Part III · Structured decoding

Constrained decoding — regex, FSMs, compressed FSM

Mask the logits at every step to keep the output on a finite automaton. Then notice that most FSM states are deterministic — fast-forward through them. Up to 2× speedup on JSON.

xgrammar — context-free grammars at sample-time

Regex isn't enough for nested JSON, balanced brackets, or SQL. Pushdown automata plus a token-aligned bitmask cache. The bitmask is per-state, vocab-sized, and built once.

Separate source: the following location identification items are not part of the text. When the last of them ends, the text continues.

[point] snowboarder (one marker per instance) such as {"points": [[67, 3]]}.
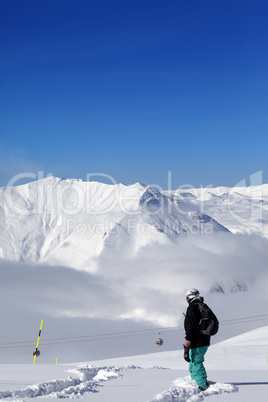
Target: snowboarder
{"points": [[196, 343]]}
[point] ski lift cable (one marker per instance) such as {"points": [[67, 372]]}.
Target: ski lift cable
{"points": [[86, 338]]}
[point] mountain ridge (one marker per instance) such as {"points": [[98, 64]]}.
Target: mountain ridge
{"points": [[72, 222]]}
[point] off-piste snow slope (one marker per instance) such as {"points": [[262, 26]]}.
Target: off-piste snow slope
{"points": [[71, 222], [237, 371]]}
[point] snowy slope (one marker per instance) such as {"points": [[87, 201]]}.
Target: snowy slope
{"points": [[240, 209], [155, 377], [71, 222]]}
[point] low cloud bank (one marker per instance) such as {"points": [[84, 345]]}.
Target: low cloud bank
{"points": [[147, 290]]}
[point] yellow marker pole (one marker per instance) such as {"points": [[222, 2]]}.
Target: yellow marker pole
{"points": [[37, 343]]}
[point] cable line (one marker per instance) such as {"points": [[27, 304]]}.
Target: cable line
{"points": [[88, 338]]}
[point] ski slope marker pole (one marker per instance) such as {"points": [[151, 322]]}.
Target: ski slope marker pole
{"points": [[37, 343]]}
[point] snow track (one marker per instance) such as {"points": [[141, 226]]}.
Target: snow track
{"points": [[85, 379], [185, 390]]}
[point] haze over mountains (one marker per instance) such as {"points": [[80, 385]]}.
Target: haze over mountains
{"points": [[72, 223]]}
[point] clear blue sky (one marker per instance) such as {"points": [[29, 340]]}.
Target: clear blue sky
{"points": [[135, 89]]}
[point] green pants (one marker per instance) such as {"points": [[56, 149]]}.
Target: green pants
{"points": [[196, 367]]}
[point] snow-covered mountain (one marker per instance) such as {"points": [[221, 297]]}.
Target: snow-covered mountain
{"points": [[71, 222]]}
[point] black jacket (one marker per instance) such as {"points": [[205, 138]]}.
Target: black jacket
{"points": [[192, 318]]}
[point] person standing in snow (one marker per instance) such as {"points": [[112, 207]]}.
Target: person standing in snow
{"points": [[196, 343]]}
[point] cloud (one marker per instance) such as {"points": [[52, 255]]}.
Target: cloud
{"points": [[147, 291]]}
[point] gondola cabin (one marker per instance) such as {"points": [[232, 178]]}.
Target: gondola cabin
{"points": [[159, 342]]}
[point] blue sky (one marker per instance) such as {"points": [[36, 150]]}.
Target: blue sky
{"points": [[135, 89]]}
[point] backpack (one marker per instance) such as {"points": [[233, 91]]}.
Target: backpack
{"points": [[208, 324]]}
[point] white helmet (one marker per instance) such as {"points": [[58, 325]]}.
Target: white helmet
{"points": [[191, 295]]}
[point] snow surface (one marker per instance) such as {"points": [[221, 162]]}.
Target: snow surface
{"points": [[155, 377], [107, 268]]}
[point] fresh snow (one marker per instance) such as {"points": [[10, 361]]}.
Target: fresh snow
{"points": [[155, 377], [107, 267]]}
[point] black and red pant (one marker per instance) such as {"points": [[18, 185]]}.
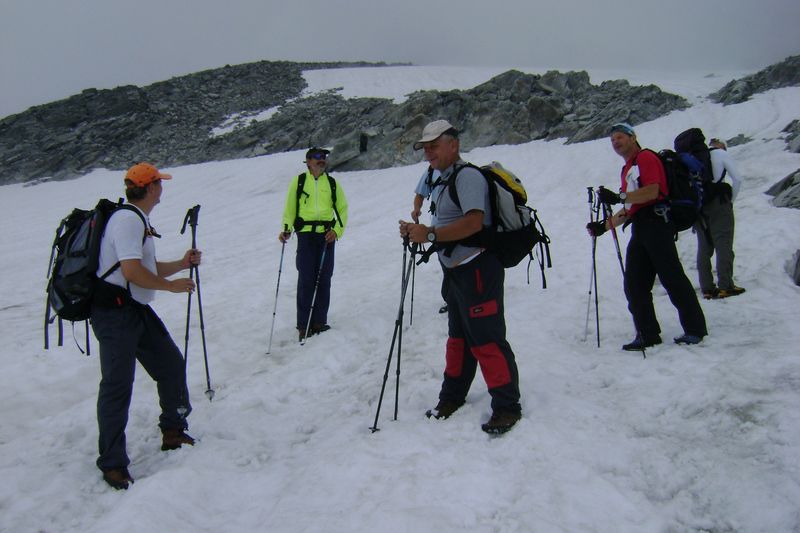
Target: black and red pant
{"points": [[477, 334]]}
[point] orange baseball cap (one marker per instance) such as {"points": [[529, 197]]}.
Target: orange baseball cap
{"points": [[142, 174]]}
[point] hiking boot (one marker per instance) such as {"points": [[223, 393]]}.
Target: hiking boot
{"points": [[688, 339], [316, 329], [711, 294], [640, 343], [173, 438], [501, 422], [726, 293], [118, 478], [444, 409]]}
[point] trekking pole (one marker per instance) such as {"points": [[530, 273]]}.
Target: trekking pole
{"points": [[594, 216], [607, 213], [397, 330], [400, 330], [413, 278], [194, 273], [314, 296], [278, 286]]}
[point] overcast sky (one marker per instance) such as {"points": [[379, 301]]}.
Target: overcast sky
{"points": [[50, 49]]}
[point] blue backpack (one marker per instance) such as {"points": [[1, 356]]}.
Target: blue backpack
{"points": [[685, 184]]}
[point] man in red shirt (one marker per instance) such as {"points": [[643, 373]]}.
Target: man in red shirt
{"points": [[651, 249]]}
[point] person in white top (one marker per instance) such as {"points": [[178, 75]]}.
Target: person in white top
{"points": [[128, 329], [716, 228]]}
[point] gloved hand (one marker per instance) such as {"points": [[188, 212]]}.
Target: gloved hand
{"points": [[596, 229], [608, 197]]}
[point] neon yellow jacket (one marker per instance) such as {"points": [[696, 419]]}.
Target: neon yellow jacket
{"points": [[315, 204]]}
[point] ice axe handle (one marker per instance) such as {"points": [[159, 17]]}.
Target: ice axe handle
{"points": [[190, 218]]}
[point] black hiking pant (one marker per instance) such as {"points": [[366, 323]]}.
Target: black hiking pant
{"points": [[477, 334], [309, 261], [126, 334], [652, 252]]}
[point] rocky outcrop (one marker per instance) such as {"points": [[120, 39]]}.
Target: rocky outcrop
{"points": [[793, 136], [511, 108], [167, 123], [171, 123], [783, 74], [787, 191]]}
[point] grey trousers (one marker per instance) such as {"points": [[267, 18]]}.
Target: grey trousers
{"points": [[128, 334], [715, 238]]}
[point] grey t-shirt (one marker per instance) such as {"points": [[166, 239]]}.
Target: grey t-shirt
{"points": [[473, 194]]}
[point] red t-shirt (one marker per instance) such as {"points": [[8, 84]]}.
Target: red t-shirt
{"points": [[644, 169]]}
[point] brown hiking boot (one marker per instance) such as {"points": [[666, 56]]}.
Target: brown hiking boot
{"points": [[727, 293], [118, 478], [316, 329], [711, 294], [444, 409], [501, 422], [173, 438]]}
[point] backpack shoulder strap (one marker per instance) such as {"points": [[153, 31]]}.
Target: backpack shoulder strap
{"points": [[126, 207], [332, 183], [129, 207], [451, 181]]}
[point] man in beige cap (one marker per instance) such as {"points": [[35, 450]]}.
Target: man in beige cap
{"points": [[473, 283], [129, 330]]}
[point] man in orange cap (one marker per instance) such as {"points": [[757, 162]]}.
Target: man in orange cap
{"points": [[129, 330]]}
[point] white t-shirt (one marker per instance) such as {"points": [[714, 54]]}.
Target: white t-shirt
{"points": [[123, 240], [721, 161]]}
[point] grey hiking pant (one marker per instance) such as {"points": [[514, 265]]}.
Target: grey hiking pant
{"points": [[127, 334], [715, 237]]}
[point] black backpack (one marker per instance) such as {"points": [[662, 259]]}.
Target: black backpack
{"points": [[693, 141], [684, 182], [299, 223], [515, 229], [72, 269]]}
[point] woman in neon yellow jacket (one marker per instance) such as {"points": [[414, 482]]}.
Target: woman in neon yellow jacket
{"points": [[316, 209]]}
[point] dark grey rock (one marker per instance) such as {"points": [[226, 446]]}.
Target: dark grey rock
{"points": [[783, 74], [170, 123], [786, 191], [793, 137]]}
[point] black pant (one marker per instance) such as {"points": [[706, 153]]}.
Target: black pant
{"points": [[651, 252], [477, 334], [310, 247], [126, 334]]}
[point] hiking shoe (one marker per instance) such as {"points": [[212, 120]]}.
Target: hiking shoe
{"points": [[726, 293], [501, 422], [640, 343], [711, 293], [118, 478], [444, 409], [688, 339], [173, 438], [318, 328]]}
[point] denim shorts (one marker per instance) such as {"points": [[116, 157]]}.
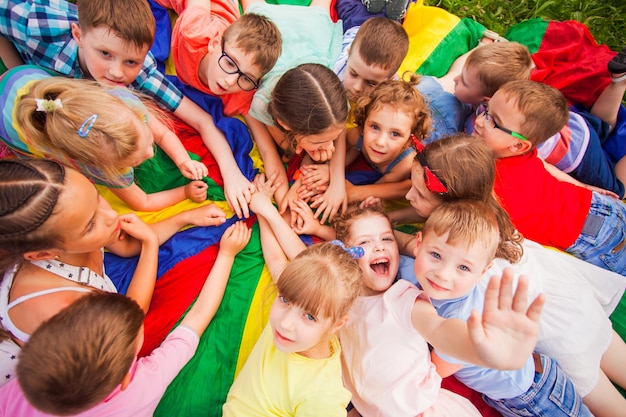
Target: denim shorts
{"points": [[602, 240], [551, 394]]}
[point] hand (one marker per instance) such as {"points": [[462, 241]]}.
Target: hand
{"points": [[196, 191], [329, 203], [235, 238], [135, 227], [507, 333], [306, 222], [371, 201], [238, 191], [194, 170], [315, 175], [208, 215]]}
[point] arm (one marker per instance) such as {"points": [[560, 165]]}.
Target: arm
{"points": [[202, 312], [503, 338], [171, 145], [138, 200], [237, 188]]}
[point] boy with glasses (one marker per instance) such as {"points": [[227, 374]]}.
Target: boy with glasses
{"points": [[579, 220]]}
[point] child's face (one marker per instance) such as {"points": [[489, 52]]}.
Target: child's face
{"points": [[468, 88], [505, 114], [319, 146], [108, 59], [145, 142], [445, 271], [381, 260], [385, 135], [88, 222], [360, 78], [421, 198], [226, 69], [297, 331]]}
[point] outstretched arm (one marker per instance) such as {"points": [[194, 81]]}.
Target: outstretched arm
{"points": [[235, 238], [237, 188], [138, 200], [503, 338]]}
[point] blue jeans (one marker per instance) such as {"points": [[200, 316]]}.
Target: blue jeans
{"points": [[551, 394], [602, 240]]}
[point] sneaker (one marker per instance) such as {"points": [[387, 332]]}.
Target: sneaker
{"points": [[396, 9], [374, 6], [618, 64]]}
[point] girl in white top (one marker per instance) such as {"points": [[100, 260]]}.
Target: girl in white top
{"points": [[53, 228]]}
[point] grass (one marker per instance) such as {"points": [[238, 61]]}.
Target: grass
{"points": [[606, 19]]}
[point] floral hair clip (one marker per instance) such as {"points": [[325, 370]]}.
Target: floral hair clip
{"points": [[85, 128], [48, 106], [355, 251], [433, 183]]}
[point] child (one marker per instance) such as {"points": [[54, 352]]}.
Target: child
{"points": [[452, 252], [389, 118], [203, 33], [579, 296], [108, 41], [53, 229], [310, 108], [98, 338], [104, 133], [577, 220], [370, 229], [299, 346]]}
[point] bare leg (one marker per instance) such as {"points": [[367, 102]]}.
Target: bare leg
{"points": [[608, 103]]}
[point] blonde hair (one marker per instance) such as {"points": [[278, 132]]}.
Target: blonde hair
{"points": [[323, 280], [468, 168], [381, 42], [256, 35], [499, 62], [544, 108], [75, 359], [467, 223], [403, 96], [130, 20], [109, 143]]}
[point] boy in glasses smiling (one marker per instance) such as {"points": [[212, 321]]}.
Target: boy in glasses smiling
{"points": [[219, 52], [579, 220]]}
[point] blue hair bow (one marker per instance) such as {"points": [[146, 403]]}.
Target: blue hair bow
{"points": [[355, 251]]}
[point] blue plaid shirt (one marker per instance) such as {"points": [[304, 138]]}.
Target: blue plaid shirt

Part IV · The runtime stack

The kernel stack — FlashInfer, Triton, CUDA graphs

SGLang's attention is FlashInfer (ragged + paged + MLA-aware). Sampling is Triton. Decode steps are CUDA-graphed. Each choice is a measured response to the bottleneck the previous one exposed.

Tensor, data, and expert parallelism

TP shards the linear layers. DP attention replicates the KV path per rank — the right answer for MLA. EP shards experts across GPUs. How DeepSeek-V3/R1 fits on 8× H200 in practice.

Speculative decoding — EAGLE trees in SGLang

A draft model proposes K tokens; the target verifies them in one forward pass. EAGLE-style tree verification accepts more tokens per step. The arithmetic of when this is worth it.

Part V · Synthesis

SGLang vs vLLM — picking a side for your workload

Two frameworks, two theses. vLLM optimizes one call. SGLang optimizes the program. Where each wins, where neither does, and how to read a benchmark that claims one is "faster" than the other.

Optimization ranking, by throughput impact

Rank	Technique	Where	Mechanism
1	RadixAttention	04	2–6× on multi-call workloads via prefix reuse
2	Cache-aware scheduling	05	30–60% higher hit rate vs FCFS at same cache size
3	Continuous batching + paged KV	03	The baseline every modern engine ships
4	FlashInfer attention	08	Ragged + paged + MLA in one kernel family
5	Compressed FSM decoding	06	2× on heavy-JSON workloads via fast-forward
6	CUDA graph decode	08	Removes Python launch overhead at small batch
7	EAGLE speculative decoding	10	~2× decode tokens/sec at acceptance ≥ 0.6
8	xgrammar CFG masks	07	10–100× cheaper masks than naive grammar parsing
9	DP attention for MLA	09	Unlocks DeepSeek-V3 with full KV reuse per rank
10	Expert parallelism	09	Fits 256 experts across 8 GPUs without weight-replication

Common misconceptions

RadixAttention ≠ FlashAttention. RadixAttention is a data structure over KV blocks. The attention kernel that reads those blocks is FlashInfer (or FlashAttention-3). The two are orthogonal and ship together.
RadixAttention ≠ vLLM's automatic prefix cache. Both reuse prefixes. vLLM hashes block-aligned prefixes into a hashmap; SGLang stores them in a radix tree. The tree captures partial overlaps that the hashmap misses.
SGLang's DSL isn't a separate model. It's plain Python that records calls. The runtime sees the recording — the model itself is unchanged.
Constrained decoding doesn't change sampling. The mask zeros out illegal tokens before the softmax; legal token probabilities are renormalized. Greedy / temperature / top-p all still apply on the masked distribution.
Spec decoding is exact. The verification rule (rejection sampling against the target) preserves the target's distribution. EAGLE adds a learned draft head, not a different acceptance rule.

How to use this

Linear is the recommended path. Lessons 01–05 are tightly coupled — 04 only makes sense after 03's framing of the prefix problem, and 05 needs 04's tree to schedule on. 06–11 stand alone after that.
Touch the widgets. Each lesson has one knob whose extreme settings break the system. Find the break; that's the lesson.
Read the source second. When a lesson references a file path in SGLang, read it after the lesson. The lesson tells you why each line exists; the code tells you exactly how.

Prerequisites

If "bytes per token" or "paged KV" sound vague, read vLLM lesson 01 and vLLM lesson 02 first — they take 20 minutes and make everything here load-bearing instead of mysterious.